If the revenue numbers are proving to be illusory, then where is the problem? The government continues to perpetuate the notion that the tax proposals are necessary to fund the proposed budget. But who said the budget proposals are cast in stone? Why can’t they be reviewed downwards to fit our size? The expenditure patterns clearly point to a trend of digging deeper into the revenue gap instead of taking remedial actions.

For instance, of the Sh2.7 trillion exchequer receipts approved for spending by the CoB in the nine months, only 17.2 per cent went into development expenditure. The breakdown of development spending for the period indicates that 74 per cent of this was transfers to State agencies, meaning part of it went to recurrent expenses in their budgets. Even then, most of the development spending in the ministries went to renovations, with State House leading in taking a bite of the pie. Another huge portion went into subsidies, meaning very little of the development spending actually contributed to the productive side of the economy.

However, employee spending, travel (domestic and foreign), pending bills, and requisitions under the famous Article 223 (out-of-budget spending) reveal the lies of the Kenya Kwanza administration. Salaries and emoluments consumed Sh436.18 billion, domestic and foreign travel cost Sh18.18 billion, while pending bills stood at Sh486.8 billion and Sh152 billion for the national and county governments, respectively. Despite the reported high travel costs, the figure for the Executive Office of the President is grossly understated, meaning actual travel costs are higher than the available data.

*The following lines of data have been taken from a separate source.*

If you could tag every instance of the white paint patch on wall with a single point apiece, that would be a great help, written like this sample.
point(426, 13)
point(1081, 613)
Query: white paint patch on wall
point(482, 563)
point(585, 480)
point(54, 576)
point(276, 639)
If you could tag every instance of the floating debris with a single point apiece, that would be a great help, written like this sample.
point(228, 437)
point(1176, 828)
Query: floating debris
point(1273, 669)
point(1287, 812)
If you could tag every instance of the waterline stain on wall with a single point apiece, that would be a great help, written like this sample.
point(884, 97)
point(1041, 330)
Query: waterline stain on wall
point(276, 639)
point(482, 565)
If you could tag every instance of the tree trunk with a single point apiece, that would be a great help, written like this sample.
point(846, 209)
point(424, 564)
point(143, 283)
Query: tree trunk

Similar to last year, Parliament leads in travel costs, both domestic and foreign. This betrays their solemn duty of representation and oversight against the abuse of public resources. Article 223 continues to be abused to sneak in expenditures that are anything but emergencies. An estimated Sh66.72 billion was approved by the National Treasury under this Article. Notable requests include Sh400 million for motor vehicles by State House, Sh16.2 million for an official car by the Cabinet secretary for arid and semi-arid areas, petrol subsidies, salaries for the Forestry Department, and renovations for State House.

It is not clear if the entire amount was spent, because the CoB indicates having approved only Sh8.27 billion of what Treasury approved. The CoB further notes that ministries and agencies failed to report foreign travel expenditures, overdrawn budget lines, and public debt exceeding legal ceilings.

Faced with this overwhelming evidence against the government’s policy thinking, one may wonder what options are left for the country going forward. From the onset, it was clear that a difficult path lay ahead for any incoming administration after the 2022 General Election. When the Jubilee administration was high on destructive economic policies and a debt-driven, foreign-contractor development approach, many who questioned the soundness of this were branded noise makers and told that the benefits would become evident in the coming years. Now, we all have evidence that this was truly voodoo economics.

Unfortunately, the Kenya Kwanza policy wonks have picked up where their predecessors left off. They refer to experts who critique the plausibility of their non-working policies as ‘social media economists’. Yet, the negative consequences of their misinformed proposals are lived by us, the taxpayers. The promised Canaan for hustlers has proven to be a utopian moving target.

It is clear that something has to radically change in the conceptual thoughts on the economy. Otherwise, the tired, overloaded donkey will be crushed to death.